Yoon greeted Biden with a toast, noting that the alliance “was forged in blood on the battlefield of the Korean War.” He said this partnership would go beyond security in Korea to include cutting-edge technology and a global strategic partnership, then made Biden laugh by quoting Irish poet William Butler Yeats.

Biden responded by toasting the alliance “to prosper for all the decades to come.” Both men ended their toasts with the military motto: “We go together”.

During the talks, both leaders emphasized economic security and growing trade ties as two Korean industrial companies — Samsung and Hyundai — open major factories in the US

Yoon, a political novice with no foreign policy experience, entered talks with Biden less than two weeks after taking office to demonstrate his competence on the world stage. The US President also spoke by phone with Moon Jae-in, the immediate former President of South Korea, on Saturday. Biden thanked him for his close partnership, the White House said.

Biden faces growing disapproval in the US over inflation near a 40-year high, but his administration sees a clear economic victory in its battle with China for influence in the Pacific. Bloomberg Economics Analysis estimates that the US economy will grow faster than China this year for the first time since 1976, a forecast Biden highlighted at the news conference.
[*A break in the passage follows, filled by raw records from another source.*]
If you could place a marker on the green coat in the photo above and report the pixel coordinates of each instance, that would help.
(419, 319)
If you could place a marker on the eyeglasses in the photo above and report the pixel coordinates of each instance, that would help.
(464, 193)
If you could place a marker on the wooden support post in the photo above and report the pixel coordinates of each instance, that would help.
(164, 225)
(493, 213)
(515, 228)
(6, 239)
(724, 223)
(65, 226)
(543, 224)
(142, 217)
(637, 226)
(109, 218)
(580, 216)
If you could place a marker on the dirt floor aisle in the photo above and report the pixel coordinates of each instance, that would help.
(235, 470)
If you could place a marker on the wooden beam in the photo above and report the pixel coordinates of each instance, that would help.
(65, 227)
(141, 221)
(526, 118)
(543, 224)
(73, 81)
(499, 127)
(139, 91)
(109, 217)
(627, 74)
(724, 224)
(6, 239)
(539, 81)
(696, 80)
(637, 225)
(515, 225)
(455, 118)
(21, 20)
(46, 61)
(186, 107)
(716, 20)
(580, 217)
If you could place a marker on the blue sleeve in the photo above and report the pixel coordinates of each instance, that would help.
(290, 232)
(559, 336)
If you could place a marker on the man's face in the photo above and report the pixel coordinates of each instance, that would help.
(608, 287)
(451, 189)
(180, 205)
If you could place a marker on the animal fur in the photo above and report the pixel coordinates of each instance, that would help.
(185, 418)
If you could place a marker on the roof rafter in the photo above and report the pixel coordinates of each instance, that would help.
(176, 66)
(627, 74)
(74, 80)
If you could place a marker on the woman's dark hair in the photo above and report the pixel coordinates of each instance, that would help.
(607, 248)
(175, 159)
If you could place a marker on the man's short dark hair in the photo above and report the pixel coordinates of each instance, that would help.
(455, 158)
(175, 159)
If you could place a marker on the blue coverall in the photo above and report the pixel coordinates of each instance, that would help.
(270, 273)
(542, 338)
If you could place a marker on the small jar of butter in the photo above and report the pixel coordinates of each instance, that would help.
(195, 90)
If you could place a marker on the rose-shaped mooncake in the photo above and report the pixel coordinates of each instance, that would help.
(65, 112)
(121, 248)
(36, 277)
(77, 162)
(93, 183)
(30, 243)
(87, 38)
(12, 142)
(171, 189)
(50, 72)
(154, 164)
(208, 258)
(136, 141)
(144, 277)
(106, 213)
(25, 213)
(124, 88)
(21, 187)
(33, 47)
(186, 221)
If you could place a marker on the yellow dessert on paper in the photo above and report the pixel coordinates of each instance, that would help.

The US has struggled to assemble a coalition of countries in Asia capable of offsetting China’s growing strength, abandoning the trade deal known as the Trans-Pacific Partnership after a domestic political backlash.

Biden dodged a question about reviving the deal but spoke about the potential for closer ties in the region beyond traditional allies like South Korea and Japan.

“Things have changed,” he said. “There is a feeling among the democracies of the Pacific that much closer cooperation is needed. Not only militarily, but also economically and politically.”

Biden didn’t specifically address the need to confront China in his remarks, but Beijing offered its own counter-message on Saturday.

“We hope that the US will walk the talk and work with countries in the region to promote solidarity and cooperation in Asia-Pacific, rather than planning division and confrontation,” said Chinese envoy for Korean affairs Liu Xiaoming , on twitter.

Early in the tenure, many White House officials thought that Kim’s nuclear ambitions would prove to be perhaps the administration’s most vexing challenge and that the North Korean leader would aim to test Biden’s abilities early in his tenure.

For the first 14 months of the Biden administration, Pyongyang held back missile tests, despite ignoring government efforts to come forward through back channels in hopes of resuming talks leading to denuclearization of the North in return for sanctions lifting could.

But the calm didn’t last. North Korea has tested missiles 16 times this year, including in March when its first ICBM flight since 2017 showed potential range including the entire US mainland.

The Biden administration is urging China to block North Korea from participating in missile or nuclear tests. On Air Force One, Sullivan said Biden and Chinese President Xi Jinping could have a phone call in the coming weeks.

While Biden has made it clear that he sees China as the United States’ biggest economic and national security competitor, he says it’s crucial to keep lines of communication open so the two powers can work together on issues of mutual interest. North Korea might be at the top of that list.

White House officials said Biden will not visit the demilitarized zone dividing the Korean Peninsula during the trip. Instead, on Sunday, Biden will visit the Combat Operations Floor at the Air Operations Center at Osan Air Base, south of Seoul.


Associated Press writers Kim Tong-Hyung in Seoul, South Korea, and Chris Megerian and Darlene Superville in Washington contributed to this report.